Realeza árabe. Excessos e abusos entre dois mundos

Um estilista morto por overdose. Um jockey deserdado por matar um secretário. Festas com abusos sexuais à mistura. Uma mulher em fuga, depois da enteada ser torturada pelo pai e depois detida pelas forças especiais. Os protagonistas destas histórias têm um ponto em comum: pertencem às multimilionárias dinastias árabes. 

Realeza árabe. Excessos e abusos entre dois mundos

É difícil não olhar com espanto para as vidas bizarras da realeza saudita, presas pelo peso do conservadorismo ao mesmo tempo que desfrutam de mais dinheiro do que seria possível gastar numa vida. É fácil perceber por onde andam: basta atentar nos muitos Ferraris e Lamborghinis trazidos do Qatar, da Arábia Saudita e dos Emirados Árabes Unidos (EAU), que surgem por volta do verão nas capitais europeias, onde estes príncipes árabes estudam ou escapam do calor – por entre festas luxuosas de sexo e drogas. Mas, de vez em quando, a tragédia levanta a cortina de secretismo por trás da ostentação, revelando pessoas perturbadas e divididas. Como foi o caso da morte de Khalid al Qasimi, de 39 anos, estilista e príncipe herdeiro do emirado de Xarja, o terceiro maior dos Emirados Árabes Unidos.

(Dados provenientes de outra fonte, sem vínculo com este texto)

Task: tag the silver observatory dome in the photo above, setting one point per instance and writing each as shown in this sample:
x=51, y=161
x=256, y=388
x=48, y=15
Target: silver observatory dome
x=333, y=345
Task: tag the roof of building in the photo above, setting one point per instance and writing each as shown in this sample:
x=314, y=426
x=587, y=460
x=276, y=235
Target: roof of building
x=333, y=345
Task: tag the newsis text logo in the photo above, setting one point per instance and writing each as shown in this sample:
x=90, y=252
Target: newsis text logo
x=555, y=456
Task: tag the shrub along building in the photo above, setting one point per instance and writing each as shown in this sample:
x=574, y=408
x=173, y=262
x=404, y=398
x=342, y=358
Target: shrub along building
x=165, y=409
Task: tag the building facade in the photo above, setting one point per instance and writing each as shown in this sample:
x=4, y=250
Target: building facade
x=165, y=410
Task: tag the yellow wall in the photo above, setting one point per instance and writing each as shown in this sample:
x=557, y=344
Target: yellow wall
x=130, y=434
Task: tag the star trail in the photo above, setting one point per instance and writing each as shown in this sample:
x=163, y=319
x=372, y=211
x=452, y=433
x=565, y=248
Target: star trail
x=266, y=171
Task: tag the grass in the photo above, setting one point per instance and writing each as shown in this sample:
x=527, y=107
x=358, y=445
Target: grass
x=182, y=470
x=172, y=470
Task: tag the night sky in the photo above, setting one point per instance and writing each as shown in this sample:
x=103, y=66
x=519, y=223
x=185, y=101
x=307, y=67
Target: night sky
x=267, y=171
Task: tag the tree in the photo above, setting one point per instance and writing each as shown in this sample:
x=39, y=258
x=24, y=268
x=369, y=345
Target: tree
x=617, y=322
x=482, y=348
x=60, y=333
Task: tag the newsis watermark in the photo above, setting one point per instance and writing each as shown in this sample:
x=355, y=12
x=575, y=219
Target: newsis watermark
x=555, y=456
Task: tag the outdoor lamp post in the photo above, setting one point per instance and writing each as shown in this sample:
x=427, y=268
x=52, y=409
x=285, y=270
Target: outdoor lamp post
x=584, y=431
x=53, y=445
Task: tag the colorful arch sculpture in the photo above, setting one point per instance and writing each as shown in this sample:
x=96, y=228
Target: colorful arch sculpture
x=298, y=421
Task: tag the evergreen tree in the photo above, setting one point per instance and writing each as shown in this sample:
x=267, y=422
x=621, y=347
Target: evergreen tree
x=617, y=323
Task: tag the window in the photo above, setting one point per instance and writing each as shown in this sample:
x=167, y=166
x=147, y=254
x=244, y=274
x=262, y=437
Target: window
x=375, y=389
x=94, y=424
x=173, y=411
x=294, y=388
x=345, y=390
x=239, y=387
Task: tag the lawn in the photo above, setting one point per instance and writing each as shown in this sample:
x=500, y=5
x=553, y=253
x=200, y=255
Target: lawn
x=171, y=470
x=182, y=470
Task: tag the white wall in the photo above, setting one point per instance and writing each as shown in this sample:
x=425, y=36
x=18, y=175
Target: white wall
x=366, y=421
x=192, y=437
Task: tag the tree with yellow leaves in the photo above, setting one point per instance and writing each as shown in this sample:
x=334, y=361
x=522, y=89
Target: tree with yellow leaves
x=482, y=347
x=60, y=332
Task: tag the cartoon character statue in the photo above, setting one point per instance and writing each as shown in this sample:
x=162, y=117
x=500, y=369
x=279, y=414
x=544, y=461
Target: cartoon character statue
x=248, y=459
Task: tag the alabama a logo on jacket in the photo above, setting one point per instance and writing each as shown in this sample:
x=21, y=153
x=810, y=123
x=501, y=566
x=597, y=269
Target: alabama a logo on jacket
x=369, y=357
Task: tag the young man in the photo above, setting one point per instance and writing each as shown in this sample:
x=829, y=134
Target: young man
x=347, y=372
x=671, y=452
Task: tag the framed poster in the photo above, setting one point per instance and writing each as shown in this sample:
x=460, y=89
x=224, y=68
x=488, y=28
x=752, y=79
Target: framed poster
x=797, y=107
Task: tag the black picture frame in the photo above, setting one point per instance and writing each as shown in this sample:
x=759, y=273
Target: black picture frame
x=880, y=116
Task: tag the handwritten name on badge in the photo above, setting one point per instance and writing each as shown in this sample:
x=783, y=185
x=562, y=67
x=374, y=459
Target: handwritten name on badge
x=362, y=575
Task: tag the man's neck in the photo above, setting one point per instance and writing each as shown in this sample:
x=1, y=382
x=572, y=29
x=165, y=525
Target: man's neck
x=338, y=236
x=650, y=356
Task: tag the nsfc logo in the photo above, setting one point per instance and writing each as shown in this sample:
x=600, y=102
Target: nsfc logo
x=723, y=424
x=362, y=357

«Sempre me considerei um forasteiro onde quer que esteja. Sou demasiado ocidental para me adaptar no Médio Oriente, e demasiado do Médio Oriente para me adaptar no Ocidente. Ao mesmo tempo, não penso que seja o tipo de pessoa que se queira adaptar. Gosto de observar», disse Qasimi à revista Style, em 2015. Na altura, apresentava a nova linha de roupa da sua marca, Qasimi- usada por estrelas com Lady Gaga e Florence Welsh. Quatro anos depois, foi encontrado morto em Londres, no seu apartamento em Knightsbridge, entre lojas de marcas como a Prada e a Jimmy Choo. «Aparentemente houve uma festa em que alguns convidados consumiram drogas e fizeram sexo. Suspeita-se que o sheik Khalid possa ter morrido subitamente como resultado de tomar drogas», disse uma fonte anónima do tabloide The Sun, que mencionou que «os funcionários receberam ordens para se manterem calados».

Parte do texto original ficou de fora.